However, the eventual effect of sea level rise on insurance is "certain".
Insurance council chief executive Tim Grafton yesterday provided further comment on climate change predictions made by political scientist Jim Flynn at a Dunedin City Council public forum on Monday.
Prof Flynn, of the University of Otago, said huge erosion of polar ice that had begun in 2014 meant predictions on the rate of climate change had changed, and areas like South Dunedin would be uninhabitable in 17 years, and unable to be insured in five.
Mr Grafton said yesterday the insurance council had not seen the evidence from Prof Flynn, but it was widely accepted projections for sea level rise were between 28cm and 98cm by the end of the century.
"Insurers have ongoing awareness of South Dunedin, including the June 2015 flood, the concerns about rising ground water and the impact of sea level rise, and evaluate these sorts of risks throughout the country."
They set their premiums and terms based on the estimated risk level for the coming insurance period. Sea level rise and rising ground water were unlikely to influence those now, but may progressively increase over time.
Any insurance impact would vary from property to property, depending on the degree of exposure and risk.
Each insurer would respond differently, he said.
Prof Flynn appeared to be using his figures on sea level rise to predict when insurance would not be available, Mr Grafton said.
"What we’re saying is that insurers, in terms of gauging their appetite for flood risk, will probably be more reliant on more widely accepted scientific projections.

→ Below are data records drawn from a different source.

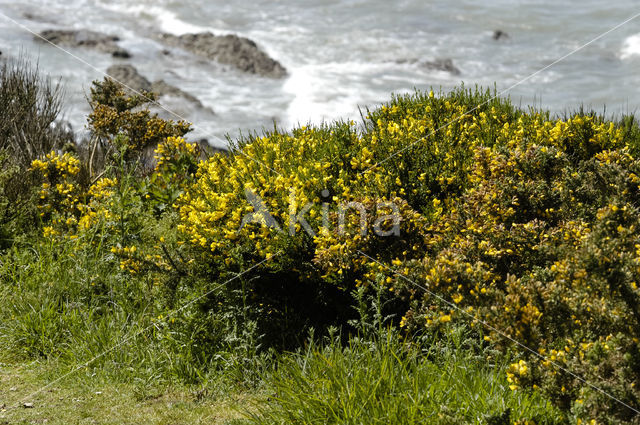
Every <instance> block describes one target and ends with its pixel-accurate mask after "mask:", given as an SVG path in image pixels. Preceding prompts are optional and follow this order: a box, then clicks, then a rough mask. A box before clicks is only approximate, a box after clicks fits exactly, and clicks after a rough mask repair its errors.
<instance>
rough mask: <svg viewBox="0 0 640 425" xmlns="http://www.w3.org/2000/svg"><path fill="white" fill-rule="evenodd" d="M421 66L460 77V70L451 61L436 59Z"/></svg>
mask: <svg viewBox="0 0 640 425" xmlns="http://www.w3.org/2000/svg"><path fill="white" fill-rule="evenodd" d="M420 65H421V66H423V67H425V68H428V69H433V70H434V71H446V72H448V73H450V74H452V75H460V70H459V69H458V67H456V66H455V65H454V64H453V61H452V60H451V59H436V60H435V61H432V62H428V61H427V62H421V63H420Z"/></svg>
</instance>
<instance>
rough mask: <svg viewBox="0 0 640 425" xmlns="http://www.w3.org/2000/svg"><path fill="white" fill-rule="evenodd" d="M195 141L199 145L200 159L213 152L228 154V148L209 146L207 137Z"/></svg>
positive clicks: (202, 158)
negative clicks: (200, 151)
mask: <svg viewBox="0 0 640 425" xmlns="http://www.w3.org/2000/svg"><path fill="white" fill-rule="evenodd" d="M196 143H197V144H198V146H199V147H200V151H201V152H202V154H203V155H202V159H206V158H208V157H210V156H212V155H215V154H218V153H220V154H223V155H228V154H229V150H228V149H225V148H221V147H218V146H211V145H210V144H209V141H208V140H207V139H200V140H197V141H196Z"/></svg>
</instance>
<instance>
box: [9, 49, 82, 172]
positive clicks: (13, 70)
mask: <svg viewBox="0 0 640 425" xmlns="http://www.w3.org/2000/svg"><path fill="white" fill-rule="evenodd" d="M60 106H61V88H60V86H59V85H52V84H51V82H50V81H49V80H46V79H42V78H40V76H39V75H38V69H37V67H34V66H32V65H31V64H29V63H28V62H26V61H25V60H19V61H16V62H5V63H3V65H2V66H1V67H0V150H6V151H7V152H8V153H9V155H10V157H11V161H12V163H13V164H16V165H19V166H20V168H21V169H26V168H28V167H29V166H30V165H31V161H33V160H34V159H37V158H40V157H43V156H44V155H46V154H48V153H49V152H51V151H52V150H54V149H61V148H62V147H64V146H65V145H67V144H73V137H72V135H71V134H70V133H68V132H67V131H66V130H65V129H64V128H63V126H62V125H60V123H58V122H56V120H57V118H58V115H59V114H60Z"/></svg>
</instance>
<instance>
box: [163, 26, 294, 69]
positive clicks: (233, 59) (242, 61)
mask: <svg viewBox="0 0 640 425" xmlns="http://www.w3.org/2000/svg"><path fill="white" fill-rule="evenodd" d="M160 39H161V40H162V41H163V42H164V43H166V44H168V45H170V46H173V47H180V48H182V49H185V50H187V51H189V52H191V53H193V54H195V55H198V56H201V57H204V58H207V59H211V60H215V61H216V62H219V63H221V64H225V65H231V66H233V67H235V68H237V69H239V70H241V71H243V72H247V73H250V74H257V75H262V76H265V77H272V78H282V77H284V76H286V75H287V70H286V69H285V68H284V67H283V66H282V65H281V64H280V63H279V62H278V61H276V60H274V59H272V58H270V57H269V56H268V55H267V54H266V53H265V52H264V51H262V50H261V49H260V48H259V47H258V46H257V45H256V43H255V42H253V41H252V40H249V39H248V38H244V37H238V36H237V35H222V36H218V35H213V34H212V33H210V32H205V33H199V34H183V35H180V36H176V35H172V34H162V35H161V36H160Z"/></svg>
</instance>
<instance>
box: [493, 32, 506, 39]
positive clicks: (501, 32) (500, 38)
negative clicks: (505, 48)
mask: <svg viewBox="0 0 640 425" xmlns="http://www.w3.org/2000/svg"><path fill="white" fill-rule="evenodd" d="M504 38H509V34H507V33H506V32H504V31H502V30H495V31H494V32H493V39H494V40H501V39H504Z"/></svg>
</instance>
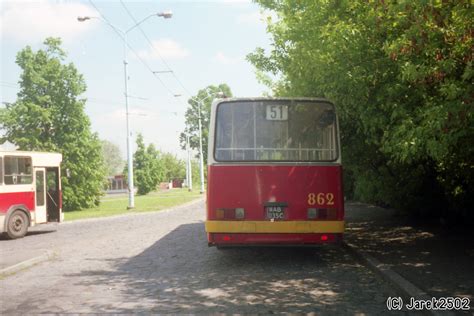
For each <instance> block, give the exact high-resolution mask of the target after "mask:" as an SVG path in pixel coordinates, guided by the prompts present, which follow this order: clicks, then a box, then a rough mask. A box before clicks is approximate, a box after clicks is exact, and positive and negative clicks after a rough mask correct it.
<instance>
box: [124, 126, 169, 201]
mask: <svg viewBox="0 0 474 316" xmlns="http://www.w3.org/2000/svg"><path fill="white" fill-rule="evenodd" d="M157 155H158V152H157V150H156V149H155V147H154V146H153V145H149V146H148V148H147V147H146V146H145V142H144V140H143V135H142V134H138V136H137V150H136V151H135V153H134V154H133V180H134V183H135V185H136V187H137V193H138V194H140V195H145V194H148V193H149V192H151V191H153V190H156V187H157V185H158V183H159V180H160V177H161V176H162V173H161V169H160V165H159V160H158V157H157ZM126 171H127V169H125V174H126Z"/></svg>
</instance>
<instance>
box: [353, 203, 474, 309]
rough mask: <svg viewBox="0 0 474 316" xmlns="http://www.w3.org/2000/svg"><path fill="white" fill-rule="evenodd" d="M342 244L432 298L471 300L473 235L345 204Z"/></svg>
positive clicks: (455, 230) (357, 204) (363, 205)
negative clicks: (416, 221) (412, 283)
mask: <svg viewBox="0 0 474 316" xmlns="http://www.w3.org/2000/svg"><path fill="white" fill-rule="evenodd" d="M346 221H347V228H346V240H347V241H348V242H350V243H352V244H354V245H356V246H357V247H358V248H359V249H360V250H362V251H365V252H367V253H368V254H370V255H372V256H373V257H375V258H376V259H378V260H379V261H381V262H382V263H384V264H387V265H389V266H390V267H391V268H392V269H393V270H394V271H395V272H397V273H399V274H400V275H402V276H403V277H405V278H406V279H408V280H409V281H410V282H412V283H413V284H415V285H416V286H418V287H419V288H421V289H422V290H424V291H426V292H427V293H428V294H429V295H432V296H435V297H449V296H459V297H469V298H470V300H471V306H472V301H473V300H474V269H473V268H474V233H473V230H469V231H467V230H464V231H460V230H458V229H455V228H443V227H440V226H431V227H430V226H420V225H414V224H413V223H411V222H410V220H409V219H408V218H406V217H404V216H400V215H398V214H397V212H396V211H394V210H391V209H383V208H379V207H375V206H372V205H368V204H363V203H357V202H349V203H346Z"/></svg>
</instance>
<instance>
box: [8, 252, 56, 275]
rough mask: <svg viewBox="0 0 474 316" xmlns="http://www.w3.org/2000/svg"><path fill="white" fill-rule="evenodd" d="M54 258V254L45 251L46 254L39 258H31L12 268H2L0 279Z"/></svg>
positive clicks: (36, 257)
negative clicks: (36, 264) (18, 271)
mask: <svg viewBox="0 0 474 316" xmlns="http://www.w3.org/2000/svg"><path fill="white" fill-rule="evenodd" d="M53 257H54V253H52V252H50V251H47V252H46V253H44V254H42V255H41V256H37V257H33V258H31V259H28V260H25V261H22V262H19V263H17V264H14V265H12V266H9V267H6V268H3V269H1V270H0V279H1V278H3V277H6V276H8V275H11V274H14V273H16V272H18V271H21V270H25V269H28V268H30V267H32V266H34V265H36V264H38V263H40V262H44V261H48V260H50V259H52V258H53Z"/></svg>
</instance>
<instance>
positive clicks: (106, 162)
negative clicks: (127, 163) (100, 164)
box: [101, 140, 125, 176]
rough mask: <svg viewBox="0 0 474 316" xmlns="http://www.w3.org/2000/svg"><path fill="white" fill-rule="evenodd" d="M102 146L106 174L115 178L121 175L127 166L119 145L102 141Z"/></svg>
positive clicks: (110, 142)
mask: <svg viewBox="0 0 474 316" xmlns="http://www.w3.org/2000/svg"><path fill="white" fill-rule="evenodd" d="M101 145H102V157H103V159H104V163H105V167H106V170H107V171H106V174H107V175H108V176H114V175H117V174H119V173H120V172H121V171H122V170H123V167H124V165H125V162H124V161H123V159H122V153H121V152H120V148H119V146H118V145H116V144H114V143H112V142H110V141H108V140H101Z"/></svg>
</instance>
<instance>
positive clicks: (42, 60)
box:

"The suggestion there would be no insurance available in South Dunedin in five years I think is highly, highly improbable."
However, insurers were headed in a "grey but certain direction".

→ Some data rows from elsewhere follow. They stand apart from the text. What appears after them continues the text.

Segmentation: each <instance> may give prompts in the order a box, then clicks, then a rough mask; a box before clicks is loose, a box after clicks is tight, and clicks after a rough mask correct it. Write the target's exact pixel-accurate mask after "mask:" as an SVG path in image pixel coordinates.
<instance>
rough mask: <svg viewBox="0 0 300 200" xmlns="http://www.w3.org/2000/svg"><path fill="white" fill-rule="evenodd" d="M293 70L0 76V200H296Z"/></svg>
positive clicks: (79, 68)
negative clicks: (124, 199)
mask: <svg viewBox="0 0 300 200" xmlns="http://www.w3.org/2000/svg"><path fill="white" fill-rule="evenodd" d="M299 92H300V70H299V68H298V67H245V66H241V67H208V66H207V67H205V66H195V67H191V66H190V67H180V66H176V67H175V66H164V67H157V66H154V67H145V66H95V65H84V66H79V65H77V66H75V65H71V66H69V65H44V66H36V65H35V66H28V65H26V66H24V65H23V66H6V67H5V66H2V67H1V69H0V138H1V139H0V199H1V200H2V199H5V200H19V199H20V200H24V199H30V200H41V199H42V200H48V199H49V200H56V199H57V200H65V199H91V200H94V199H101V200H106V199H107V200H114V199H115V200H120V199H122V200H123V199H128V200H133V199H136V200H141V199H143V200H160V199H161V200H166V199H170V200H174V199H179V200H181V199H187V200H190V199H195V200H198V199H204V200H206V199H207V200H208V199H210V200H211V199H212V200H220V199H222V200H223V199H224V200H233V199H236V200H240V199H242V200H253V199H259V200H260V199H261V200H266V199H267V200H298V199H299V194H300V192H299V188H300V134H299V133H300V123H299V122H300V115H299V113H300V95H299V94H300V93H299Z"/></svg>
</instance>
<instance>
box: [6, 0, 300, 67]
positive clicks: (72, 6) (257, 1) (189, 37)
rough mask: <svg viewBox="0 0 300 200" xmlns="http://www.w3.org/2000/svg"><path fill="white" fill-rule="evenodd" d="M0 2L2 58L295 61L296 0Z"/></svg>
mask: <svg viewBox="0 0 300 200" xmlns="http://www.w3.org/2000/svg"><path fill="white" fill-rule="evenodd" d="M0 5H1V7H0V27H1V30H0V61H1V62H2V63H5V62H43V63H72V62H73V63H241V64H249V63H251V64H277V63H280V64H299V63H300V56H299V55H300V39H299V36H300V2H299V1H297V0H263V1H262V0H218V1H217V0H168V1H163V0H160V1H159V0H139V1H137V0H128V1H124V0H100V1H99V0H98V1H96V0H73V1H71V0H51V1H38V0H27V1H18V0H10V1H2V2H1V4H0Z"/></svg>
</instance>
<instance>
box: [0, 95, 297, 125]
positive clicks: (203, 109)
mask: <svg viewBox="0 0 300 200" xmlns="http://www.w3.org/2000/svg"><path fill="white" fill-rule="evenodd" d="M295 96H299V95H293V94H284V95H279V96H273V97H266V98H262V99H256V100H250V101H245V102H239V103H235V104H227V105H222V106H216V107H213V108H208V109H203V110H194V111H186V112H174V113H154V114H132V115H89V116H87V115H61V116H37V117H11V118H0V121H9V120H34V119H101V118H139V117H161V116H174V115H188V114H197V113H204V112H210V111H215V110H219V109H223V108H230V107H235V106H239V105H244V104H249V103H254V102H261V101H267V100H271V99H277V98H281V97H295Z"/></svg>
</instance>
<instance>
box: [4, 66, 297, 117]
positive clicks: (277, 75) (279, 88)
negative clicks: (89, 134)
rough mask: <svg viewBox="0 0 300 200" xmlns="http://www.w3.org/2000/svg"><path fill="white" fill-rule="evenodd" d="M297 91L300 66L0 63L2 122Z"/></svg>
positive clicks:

"The certain direction is the sea level will rise, the grey area is when the sea will rise sufficiently to cause flooding of such a frequency that causes damage so frequently insurers will start responding to how much risk they want to take on, and how they want to price that risk if they do want to take it on."
Storm events, inundation and king tides would create problems as the sea level rise increased.
In the future, it would become ‘‘more and more evident’’ what the scale of damage was, and when insurers would respond.
"We are just dealing with risk, and we know there is an absolute certainty about that risk."
Comments
Prof Flynn has his figures wrong when he proclaims that "South Dunedin would be uninhabitable in 17 years". Most of South Dunedin is more than 1m above sea level and the official Government rate of sea level rise for Dunedin is a very slow 1.3mm per year (Statistics New Zealand). The time to start worrying should be in about 769 years (year 2786) not in 17 years time. The professor has made a huge error.
He and the ORC and the DCC are also wrong to promote the idea that the South Dunedin groundwater level is connected to the sea level. This connection only exists in some places near the shoreline - the rest is isolated from sea level changes. ORC measurements show that the South Dunedin groundwater level has not increased since measurements began several years ago. Prof Flynn should get his facts straight and stick to science and avoid politically inspired lobbying.
Honestly, the scaremongering nonsense spoken by some of these 'climate experts' is downright embarrassing. The sea level has risen a few millimetres in the last 200 years, and every time there's a flood anywhere the doomsayers go crazy.
Many years ago (1951) while being billeted at Waitaki Boys' for the inter-school sports I was shown how the coastline there was eroding quickly--NOT because rising ocean level, but because the east side of the south island was sinking, and the west side rising. Nor is Antarctica melting away, and here in coastal British Columbia we have for the last 5 years endured lower than normal temperatures, both summer and winter. Yes, South Dunedin had a flood; nothing to do with rising sea level.
The problem waiting for 'widely accepted scientific predictions' is that they are widely unacceptable, regardless of evidence.